1983 Exam Question w/SHM and conservation of momentum

[rvhockey]

A block of mass M is resting on a horizontal, frictionless table and is attached to a relaxed spring of spring constant k. A second block of mass 2M and initial speed v_o collides with and sticks to the first block. Develop expressions for the following quantities in terms of M, k, and Vo.

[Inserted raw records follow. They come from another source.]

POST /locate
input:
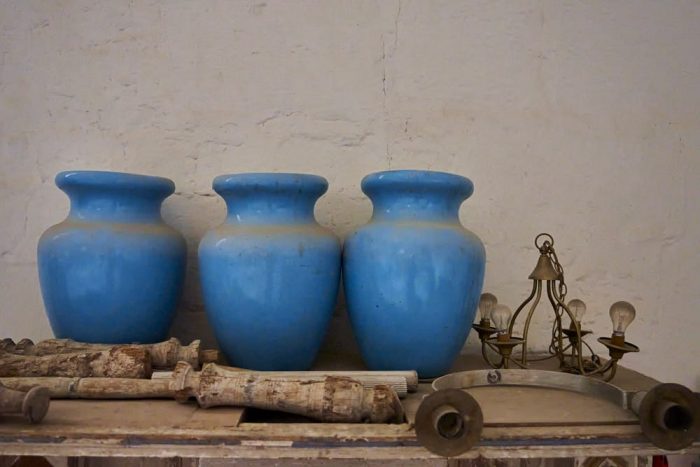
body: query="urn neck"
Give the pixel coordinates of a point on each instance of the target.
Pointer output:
(413, 195)
(270, 198)
(114, 197)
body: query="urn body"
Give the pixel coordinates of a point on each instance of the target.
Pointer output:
(414, 274)
(112, 271)
(270, 273)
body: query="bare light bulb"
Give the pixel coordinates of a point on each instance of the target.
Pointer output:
(501, 318)
(578, 308)
(486, 304)
(621, 314)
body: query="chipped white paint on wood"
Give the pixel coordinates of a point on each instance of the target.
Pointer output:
(576, 118)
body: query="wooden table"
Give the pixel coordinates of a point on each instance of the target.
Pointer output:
(519, 423)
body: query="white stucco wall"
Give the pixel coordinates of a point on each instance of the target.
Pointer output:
(577, 118)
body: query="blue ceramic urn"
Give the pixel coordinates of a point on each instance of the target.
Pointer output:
(270, 273)
(413, 275)
(112, 271)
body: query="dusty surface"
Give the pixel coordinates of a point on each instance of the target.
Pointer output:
(575, 118)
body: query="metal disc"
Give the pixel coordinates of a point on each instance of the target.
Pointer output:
(670, 416)
(449, 422)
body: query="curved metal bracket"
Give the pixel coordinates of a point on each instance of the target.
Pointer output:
(669, 414)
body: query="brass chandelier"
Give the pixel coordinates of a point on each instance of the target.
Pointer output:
(567, 343)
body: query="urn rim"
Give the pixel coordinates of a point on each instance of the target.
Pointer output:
(270, 181)
(114, 180)
(414, 179)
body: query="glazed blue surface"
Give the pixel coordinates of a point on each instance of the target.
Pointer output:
(270, 273)
(112, 271)
(413, 275)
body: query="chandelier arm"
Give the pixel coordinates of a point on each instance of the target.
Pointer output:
(484, 354)
(577, 326)
(553, 299)
(522, 305)
(594, 355)
(526, 329)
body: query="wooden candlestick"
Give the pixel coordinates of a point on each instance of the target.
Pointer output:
(331, 399)
(164, 355)
(33, 404)
(118, 362)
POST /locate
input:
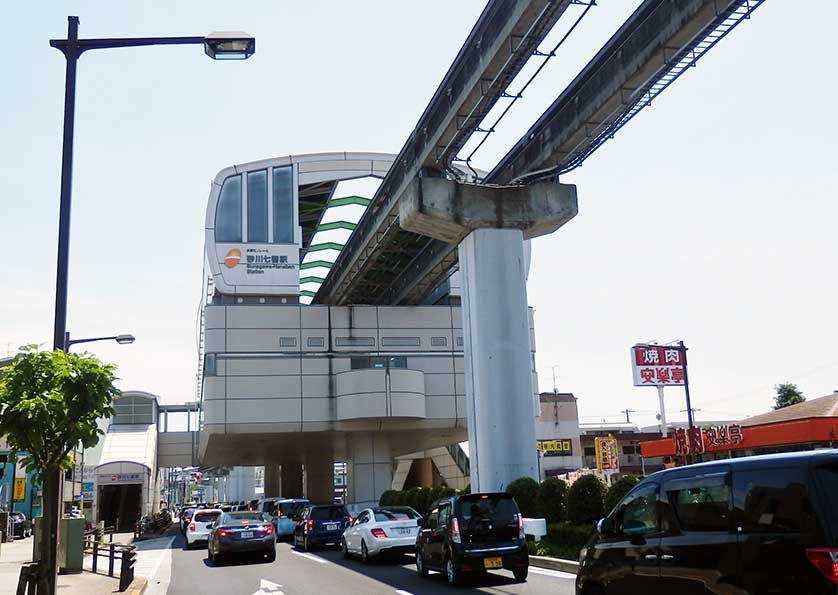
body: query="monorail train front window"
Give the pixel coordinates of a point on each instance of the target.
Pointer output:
(283, 198)
(228, 214)
(257, 206)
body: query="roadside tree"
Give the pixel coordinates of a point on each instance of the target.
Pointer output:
(50, 402)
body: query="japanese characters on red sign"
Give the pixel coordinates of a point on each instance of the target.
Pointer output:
(699, 440)
(657, 365)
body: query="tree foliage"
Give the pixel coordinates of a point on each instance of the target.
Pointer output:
(586, 500)
(550, 502)
(50, 402)
(525, 491)
(619, 489)
(787, 394)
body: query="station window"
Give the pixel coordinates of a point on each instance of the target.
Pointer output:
(283, 199)
(228, 214)
(257, 206)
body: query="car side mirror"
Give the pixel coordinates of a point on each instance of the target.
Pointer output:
(606, 527)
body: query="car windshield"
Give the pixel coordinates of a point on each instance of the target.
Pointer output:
(237, 518)
(383, 515)
(495, 508)
(328, 513)
(291, 508)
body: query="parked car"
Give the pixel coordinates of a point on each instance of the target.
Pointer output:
(21, 526)
(239, 532)
(470, 534)
(198, 529)
(385, 530)
(321, 524)
(749, 526)
(286, 513)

a) v, the speed of the blocks immediately after impact
b) x, the maximum distance the spring is compressed
c) T, the period of the subsequent simple harmonic motion




m₁v₁+m₂v₂=m₁v₁'+m₂v₂'
EPE=.5kx²
KE = .5mv²
T = 2pi*sqrt(m/k)




I'm only having trouble with part b. I knew to use conservation of momentum for a and get 2/3v_o. c was easy as you could just use the last equation and plug in 3M and k. But for b I'm not sure if I'm doing it right. What I'm doing it plugging in 3M and 2/3v_o to solve for the initial KE and setting it equal to .5kx² to get x. Is this right?

 

[Kruum]

Looks right to me. All that's happening is the kinetic energy of the blocks is transforming into the potential energy of the spring.

 

[nlightner]

Yes, you are on the right track. To solve for the maximum distance the spring is compressed, you need to use the conservation of energy principle. Initially, the system has only kinetic energy (KE) due to the initial speed of the second block. After the collision, the system has both kinetic and potential energy (PE) due to the compressed spring. Therefore, the initial KE must be equal to the final KE and PE. This can be represented by the equation:

.5m1v1^2 + .5m2v2^2 = .5kx^2

Substituting in the values of m1, m2, and v2 (which is equal to 2/3vo), we get:

.5(M)(0)^2 + .5(2M)(2/3vo)^2 = .5kx^2

Solving for x, we get:

x = (2/3vo)^2 / k

Therefore, the maximum distance the spring is compressed is dependent on the mass of the block and the initial speed, but is inversely proportional to the spring constant.